Comment les pouvoirs publics, en dépensant près de 700 milliards dollars – plusieurs fois le plan Marshall qui a servi à la reconstruction de l’Europe après la Deuxième Guerre mondiale – n’ont-ils pas pu construire une vraie économie et mettre en place une gouvernance capable d’assurer la transparence dans la gestion des affaires de l’Etat ?
L’Algérie vit depuis quelques semaines une situation particulièrement tendue. Enfin rendus à l’évidence, les Algériens vérifient, à leurs dépens, la vulnérabilité dans laquelle est définitivement installé leur pays. Après quinze années de règne, le président Bouteflika n’a pas seulement fait régresser la pratique politique et dérégulé les mécanismes constitutionnels d’alternance au pouvoir en supprimant la limitation des mandats présidentiels de la Constitution de 1996, mais aussi consacré une économie de rente aléatoire, incapable de survivre aux fluctuations des marchés internationaux.
Le gouverneur de la Banque d’Algérie vient d’étaler au grand jour toute l’étendue du désastre de la «gouvernance bouteflikienne».
L’information est passée presque inaperçue à cause d’une actualité très chargée et tumultueuse.
Pourtant, la sentence de Mohamed Laksaci, qui a présenté la semaine dernière le rapport trimestriel sur les tendances monétaires et financières du pays, est sans appel.Ainsi, «la balance des paiements extérieurs globale a clôturé 2013 avec un excédent de seulement 0,13 milliard de dinars, soit un quasi-équilibre après les importants excédents des années 2012 (12,6 milliards de dollars) et 2011 (20,14 milliards de dollars)».
M. Laksaci, qui a confirmé à l’occasion toutes les inquiétudes et les craintes soulevées par de nombreux experts économiques depuis des années, a imputé cette baisse importante au fort recul des quantités d’hydrocarbures exportées qui ont baissé de 7,3%. En valeur, a-t-il ajouté, «les recettes des exportations d’hydrocarbures se sont contractées de 10,2%, s’établissant à 63,3 milliards de dollars en 2013 contre 70,5 milliards en 2012».
Le gouverneur de la Banque d’Algérie a expliqué aussi que le recul de la balance des paiements a été «aggravé par une hausse des importations de biens qui se sont chiffrées à 55,1 milliards de dollars en 2013 contre 51,5 milliards en 2012». Pour lui, le «niveau des importations atteint en 2013 est non soutenable eu égard au profil des exportations tant en volume qu’en valeur».
On le sait, M. Laksaci, étant commis de l’Etat, n’aurait pas hésité à embellir une conjoncture s’il y avait matière à le faire.
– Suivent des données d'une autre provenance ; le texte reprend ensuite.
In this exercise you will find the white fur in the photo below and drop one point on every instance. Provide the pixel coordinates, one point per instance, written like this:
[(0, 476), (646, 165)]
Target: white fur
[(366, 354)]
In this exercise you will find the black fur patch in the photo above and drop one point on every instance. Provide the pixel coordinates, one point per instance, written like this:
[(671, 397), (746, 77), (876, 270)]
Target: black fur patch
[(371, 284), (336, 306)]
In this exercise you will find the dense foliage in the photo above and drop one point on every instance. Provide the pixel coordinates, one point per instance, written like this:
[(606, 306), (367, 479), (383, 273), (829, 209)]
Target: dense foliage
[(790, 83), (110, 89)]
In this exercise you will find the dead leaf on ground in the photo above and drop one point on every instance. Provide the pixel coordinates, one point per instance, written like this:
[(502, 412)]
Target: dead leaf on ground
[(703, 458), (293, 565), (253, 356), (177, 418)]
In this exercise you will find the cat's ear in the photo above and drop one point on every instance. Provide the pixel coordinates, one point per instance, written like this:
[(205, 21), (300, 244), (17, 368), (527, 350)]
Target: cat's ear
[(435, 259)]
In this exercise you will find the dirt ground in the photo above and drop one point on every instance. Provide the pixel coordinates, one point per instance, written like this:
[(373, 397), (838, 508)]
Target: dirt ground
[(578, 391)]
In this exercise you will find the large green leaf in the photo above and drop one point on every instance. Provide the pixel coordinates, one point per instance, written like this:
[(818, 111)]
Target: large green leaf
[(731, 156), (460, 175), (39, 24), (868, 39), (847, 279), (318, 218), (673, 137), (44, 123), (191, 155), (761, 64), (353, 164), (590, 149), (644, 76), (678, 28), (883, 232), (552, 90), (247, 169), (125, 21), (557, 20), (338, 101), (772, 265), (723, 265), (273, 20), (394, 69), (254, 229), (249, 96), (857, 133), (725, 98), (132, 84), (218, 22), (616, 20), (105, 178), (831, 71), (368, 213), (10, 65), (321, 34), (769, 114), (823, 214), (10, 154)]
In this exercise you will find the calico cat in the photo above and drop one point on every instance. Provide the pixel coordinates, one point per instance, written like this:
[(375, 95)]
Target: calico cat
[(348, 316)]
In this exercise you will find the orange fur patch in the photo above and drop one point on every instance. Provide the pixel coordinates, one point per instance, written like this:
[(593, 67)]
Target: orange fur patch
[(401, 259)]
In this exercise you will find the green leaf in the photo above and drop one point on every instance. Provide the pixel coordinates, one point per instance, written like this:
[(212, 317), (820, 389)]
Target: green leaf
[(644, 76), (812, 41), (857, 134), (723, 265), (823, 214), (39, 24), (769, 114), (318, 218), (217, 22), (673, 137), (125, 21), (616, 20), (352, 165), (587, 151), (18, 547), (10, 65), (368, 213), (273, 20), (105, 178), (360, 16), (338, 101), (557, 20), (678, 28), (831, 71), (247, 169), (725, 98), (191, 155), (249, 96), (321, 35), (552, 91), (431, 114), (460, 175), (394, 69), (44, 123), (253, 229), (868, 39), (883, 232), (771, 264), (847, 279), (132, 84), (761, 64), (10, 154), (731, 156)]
Mais les chiffres sont têtus. Et ceux qu’il a livrés sont incontestablement alarmistes et surtout indicateurs que la politique économique – s’il y en a eu une – du président Bouteflika n’est en réalité qu’une accumulation d’échecs. Le bilan, il y a lieu de le dire, est indéfendable. Et pour un Président sortant, nonobstant dans le cas qui est celui du locataire d’El Mouradia dont l’état de santé s’est considérablement détérioré depuis son AVC, un bon bilan aurait suffi pour défendre une éventuelle option de reconduction à la tête du pays. Ce n’est visiblement pas le cas.
Aucun chef de l’Etat algérien n’a eu les atouts dont a bénéficié celui qui est en poste depuis 15 années : un large consensus politique et une manne financière abondante qui si elle avait été exploitée à bon escient aurait certainement mis le pays sur la voie du développement et de l’indépendance vis-à-vis de la rente pétrolière.
C’est un pays en friche que s’apprête à léguer la gérontocratie au pouvoir aux générations futures. L’échec est cuisant. Personne ne peut expliquer, aujourd’hui, comment les pouvoirs publics, en dépensant autant d’argent – près de 700 milliards dollars, plusieurs fois le plan Marshall qui a servi à la construction de l’Europe après la Deuxième Guerre mondiale – n’ont pas pu construire une vraie économie ni mis en place une gouvernance capable d’assurer la transparence dans la gestion des affaires de l’Etat, et des contrepouvoirs à même d’en garantir le contrôle.
Les partisans du quatrième mandat n’ont aucun argument à faire prévaloir, sinon une bien visible cupidité à continuer à se servir de la rente, et ce, au détriment de la stabilité du pays.